The real reason Donald Trump can’t function
Try to imagine it yourself. You’re born into the baroque circumstances of the insanely rich. It’s not just that no thing is denied you, no belief is denied you either. Multiple deferments and a faked injury keep you out of Vietnam. Forget the School of Hard Knocks, your admission into life is a prepaid tuition to the School of No Knocks At All, courtesy of an indulgent father whose middle name is, I’m not making this up, “Christ.” Truly, you are the son of the Anointed One.
As you get older you surround yourself with yes-men. Since the umbilical cord to the money supply you were hooked up to at birth is virtually unlimited, you cannot make a mistake. Failure cannot happen, because it is repaired with money and more money, money from your father, money from illegal means, money from cheating other people. It doesn’t matter to you where it comes from or how you get it because you have no morals.
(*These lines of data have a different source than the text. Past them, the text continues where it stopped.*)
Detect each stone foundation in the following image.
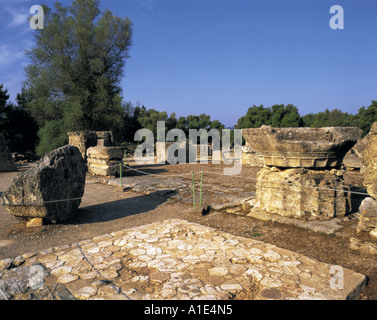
[256,168,351,220]
[87,144,124,176]
[67,131,113,160]
[0,135,17,172]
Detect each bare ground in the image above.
[0,164,377,300]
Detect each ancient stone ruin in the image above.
[357,122,377,238]
[2,145,87,225]
[86,132,124,176]
[0,135,17,172]
[242,126,362,220]
[67,131,113,161]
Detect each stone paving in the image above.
[0,220,366,300]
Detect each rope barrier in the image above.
[2,164,369,207]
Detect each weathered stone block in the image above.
[256,168,351,220]
[0,135,17,172]
[67,131,113,160]
[357,198,377,232]
[242,126,362,168]
[362,122,377,200]
[87,146,124,176]
[2,145,87,223]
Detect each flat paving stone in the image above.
[0,219,366,300]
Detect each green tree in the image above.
[26,0,132,155]
[0,84,38,156]
[303,109,356,128]
[235,104,303,129]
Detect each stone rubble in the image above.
[0,219,366,300]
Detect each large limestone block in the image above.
[86,146,124,160]
[2,145,87,223]
[242,126,362,168]
[256,168,351,220]
[67,131,97,160]
[357,198,377,232]
[87,146,124,176]
[242,144,263,167]
[0,135,17,172]
[362,122,377,200]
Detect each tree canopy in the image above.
[25,0,132,154]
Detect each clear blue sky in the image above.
[0,0,377,126]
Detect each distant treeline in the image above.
[0,0,377,156]
[235,101,377,136]
[0,84,377,156]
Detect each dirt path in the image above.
[0,164,377,300]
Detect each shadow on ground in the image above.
[64,191,176,224]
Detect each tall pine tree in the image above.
[25,0,132,155]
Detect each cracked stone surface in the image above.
[0,219,366,300]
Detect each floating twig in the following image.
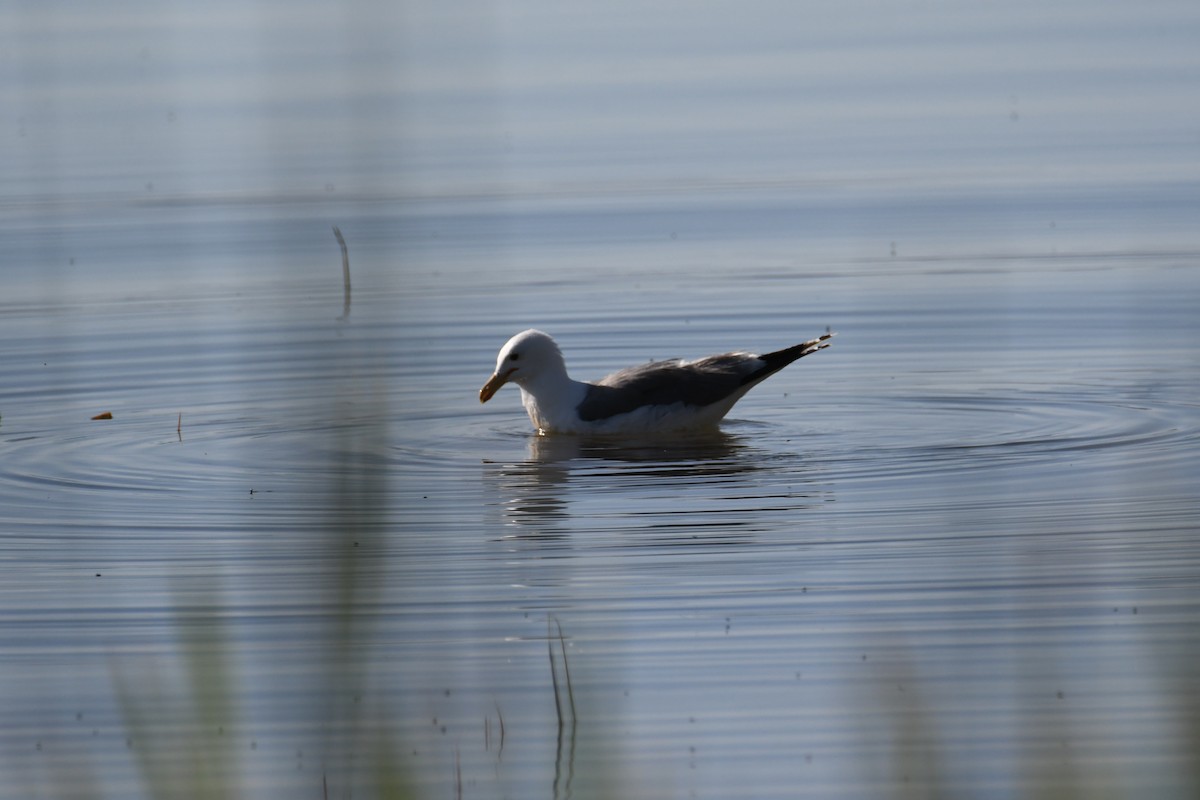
[334,225,350,319]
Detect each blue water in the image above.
[0,2,1200,798]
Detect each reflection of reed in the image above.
[546,616,577,800]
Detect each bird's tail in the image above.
[743,331,835,384]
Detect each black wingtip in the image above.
[743,329,836,384]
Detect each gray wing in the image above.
[576,353,763,422]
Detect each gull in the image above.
[479,329,834,434]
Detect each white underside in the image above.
[521,381,750,434]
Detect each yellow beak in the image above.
[479,369,516,403]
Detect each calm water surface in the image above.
[0,190,1200,798]
[0,0,1200,800]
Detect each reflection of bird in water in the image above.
[479,330,833,433]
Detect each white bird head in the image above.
[479,329,566,403]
That, I believe, is the world of Donald Trump and how he sees himself. It is why when the Washington Post refers to the “lies of Donald Trump” it is being inadvertently less than entirely accurate. Trump doesn’t lie in the same sense that most people do. Trump doesn’t think in those terms. To Trump a lie is what other people do when they disagree with him. Trump doesn’t think he can tell a lie, because his misplaced self-belief, reinforced by decades of having his ass relentlessly kissed, has blinded him to any need for such ordinary self-assessment.
That is why, when Donald Trump tweeted on Sunday his condolences for the “at least 138 million people” killed in Sri Lanka, the wildly overstated “million” was not a lie or a mistake or evidence of declining faculties in the usual sense, it was an exaggeration. Trump has been lying and getting away with it for so long, he cannot distinguish between hyperbole and factual error. By saying “million” Trump was trying to communicate a huge number. He wanted to make people say “Wow!”. Trump likes to make people say “Wow!”.
That may be why it took him so long to delete that tweet. You have to know that he was aware of the error within five minutes of sending it out. Surely someone must have told him by then. His reluctance to change it may have come from the fact that he didn’t see anything wrong with it. In any case, he did change it some 30 minutes later, but he did so without acknowledging it as an error. I remind you again, this is the man in charge of the nuclear codes.
Robert Harrington is an American expat living in Britain. He is a portrait painter.